# Summary of `deals.db` Write Failures and Solutions

This document summarizes the historical issues and solutions related to silent and explicit failures when writing data to the `deals.db` SQLite database, as extracted from the project's development logs.

## 1. Data Type Mismatches and Sanitization

This is the most common cause of silent data corruption or missing data. The database schema would define a column as `INTEGER` or `REAL`, but the data processing pipeline would attempt to insert a string. SQLite often fails silently in these cases, resulting in `NULL` values.

*   **Issue:** Inserting strings with currency symbols, commas, or percentage signs (e.g., `"$1,234.56"`, `"50%"`) into numeric columns.
    *   **Solution:** A centralized data cleaning function, `clean_numeric_values`, was created in `keepa_deals/processing.py`. This function strips all non-numeric characters and correctly casts the value to a `float` or `int` *before* it is sent to the database. Both the `backfill_deals` and `update_recent_deals` tasks must use this function.

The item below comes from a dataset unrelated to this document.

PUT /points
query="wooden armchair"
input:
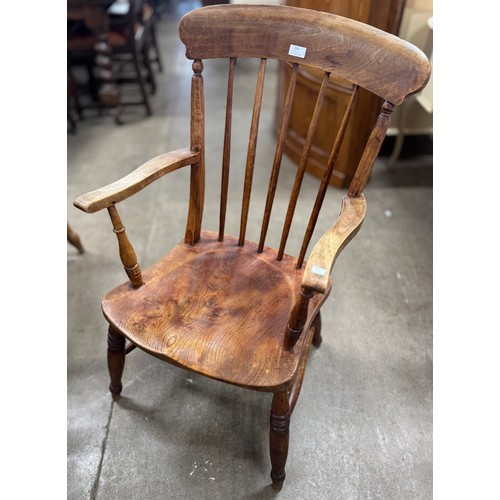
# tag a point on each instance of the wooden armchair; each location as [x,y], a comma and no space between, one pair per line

*   **Issue:** Inserting descriptive strings (e.g., `"New Seller"`, `"Too New"`) into a numeric column.
    *   **Solution 1 (Hardening):** The `save_to_database` function was hardened to check if a column's intended type is numeric. If it is, the function forces the value to a `float` or, if conversion fails (as it would for `"New Seller"`), stores it as `NULL`. This prevents database corruption.
    *   **Solution 2 (Schema Change):** For specific columns where descriptive strings are desired (e.g., `Percent_Down`), the `create_deals_table_if_not_exists` function in `keepa_deals/db_utils.py` was modified to explicitly define that column's type as `TEXT`, overriding the default numeric inference.

*   **Issue:** Incorrectly inferring the data type for Sales Rank columns.
    *   **Solution:** The `create_deals_table_if_not_exists` function was updated with explicit checks to ensure that columns named `'Sales Rank - Current'` and `'Sales Rank - 365 days avg.'` are always created with the `INTEGER` data type.

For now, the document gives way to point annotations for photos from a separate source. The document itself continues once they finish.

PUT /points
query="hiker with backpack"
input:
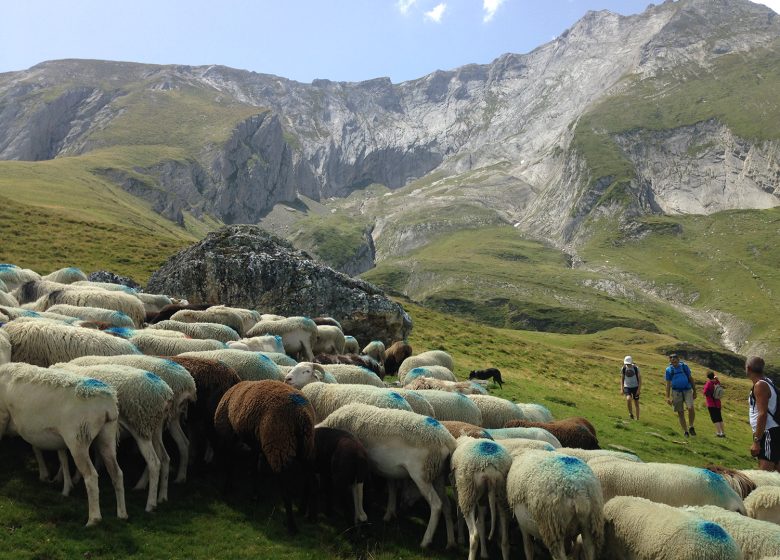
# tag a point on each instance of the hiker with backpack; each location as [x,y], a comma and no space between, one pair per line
[713,393]
[683,392]
[630,385]
[762,413]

## 2. Silent Celery Worker Failures

A recurring and difficult-to-diagnose issue is the silent failure of the final `database_connection.commit()` call when executed from within a Celery worker process in the sandbox environment.

*   **Symptom:** The `backfill_deals` task runs to completion in the `celery.log`. All log messages, including "Processing complete" and "Saving to database," appear. However, the `deals.db` file remains empty or its timestamp is unchanged, indicating the final transaction was never committed.
*   **Root Cause:** **Unknown and unresolved.** This appears to be a systemic issue within the sandbox environment where SQLite commits fail silently from a Celery worker, even when the code appears to execute correctly.
*   **Workarounds/Investigation:**
    *   Ensuring file permissions are correct for `www-data`.
    *   Confirming all paths to the database file are consistent and correct across all modules.
    *   Verifying that the Celery worker is running the latest code (clearing `__pycache__`).
    *   Despite these checks, the issue has persisted intermittently.

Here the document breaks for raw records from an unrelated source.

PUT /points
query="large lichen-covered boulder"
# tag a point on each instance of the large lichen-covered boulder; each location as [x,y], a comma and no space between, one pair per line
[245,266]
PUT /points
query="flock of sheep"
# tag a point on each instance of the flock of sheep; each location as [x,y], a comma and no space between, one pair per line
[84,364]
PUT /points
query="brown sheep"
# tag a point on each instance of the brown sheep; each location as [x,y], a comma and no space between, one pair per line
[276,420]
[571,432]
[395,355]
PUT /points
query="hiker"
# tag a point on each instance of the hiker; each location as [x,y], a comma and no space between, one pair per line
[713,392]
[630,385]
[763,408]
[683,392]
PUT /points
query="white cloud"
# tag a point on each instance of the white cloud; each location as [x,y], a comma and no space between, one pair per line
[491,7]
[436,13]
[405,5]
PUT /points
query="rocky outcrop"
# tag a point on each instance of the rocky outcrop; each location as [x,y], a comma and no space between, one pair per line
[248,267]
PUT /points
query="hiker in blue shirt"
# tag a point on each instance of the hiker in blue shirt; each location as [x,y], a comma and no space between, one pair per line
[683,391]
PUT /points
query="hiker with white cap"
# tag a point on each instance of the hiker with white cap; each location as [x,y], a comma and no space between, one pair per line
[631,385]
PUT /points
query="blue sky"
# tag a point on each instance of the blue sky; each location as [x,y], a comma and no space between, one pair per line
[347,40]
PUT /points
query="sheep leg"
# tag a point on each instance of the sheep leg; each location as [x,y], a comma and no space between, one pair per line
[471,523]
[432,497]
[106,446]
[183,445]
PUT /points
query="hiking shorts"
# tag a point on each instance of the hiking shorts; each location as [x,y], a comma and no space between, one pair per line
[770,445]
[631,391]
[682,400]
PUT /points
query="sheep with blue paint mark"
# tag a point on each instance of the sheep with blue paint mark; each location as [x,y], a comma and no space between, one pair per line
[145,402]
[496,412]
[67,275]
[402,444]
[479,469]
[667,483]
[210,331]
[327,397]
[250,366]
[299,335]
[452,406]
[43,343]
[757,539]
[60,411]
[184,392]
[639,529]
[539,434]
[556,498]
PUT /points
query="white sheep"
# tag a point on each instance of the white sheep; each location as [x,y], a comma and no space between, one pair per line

## 3. Configuration and Data Pipeline Errors

These issues prevented data from being written because the pipeline failed before the database write step.

*   **Issue:** The database file (`deals.db`) was not created by the Celery worker, likely due to sandboxing or permissions issues.
    *   **Solution:** The database utility scripts were made more robust. A reliable workaround is to ensure the `deals.db` file is created manually or by a setup script before the Celery worker attempts to write to it.

*   **Issue:** The API call (`fetch_deals_for_deals`) was using a hardcoded, restrictive query, resulting in zero deals being returned from the API.
    *   **Solution:** The function was refactored to remove the hardcoded query and correctly use the dynamic, user-configurable filters from `settings.json`. When the pipeline produces no deals, no data is written to the database.

*   **Issue:** The file timestamp of `deals.db` was observed to be unchanging.
    *   **Diagnosis:** This was the key symptom confirming that database write operations were failing silently. The `check_db.py` script was sometimes misleading as it could have been reading from a stale or cached version of the database. The file system's last modified timestamp is a more reliable indicator of a successful write.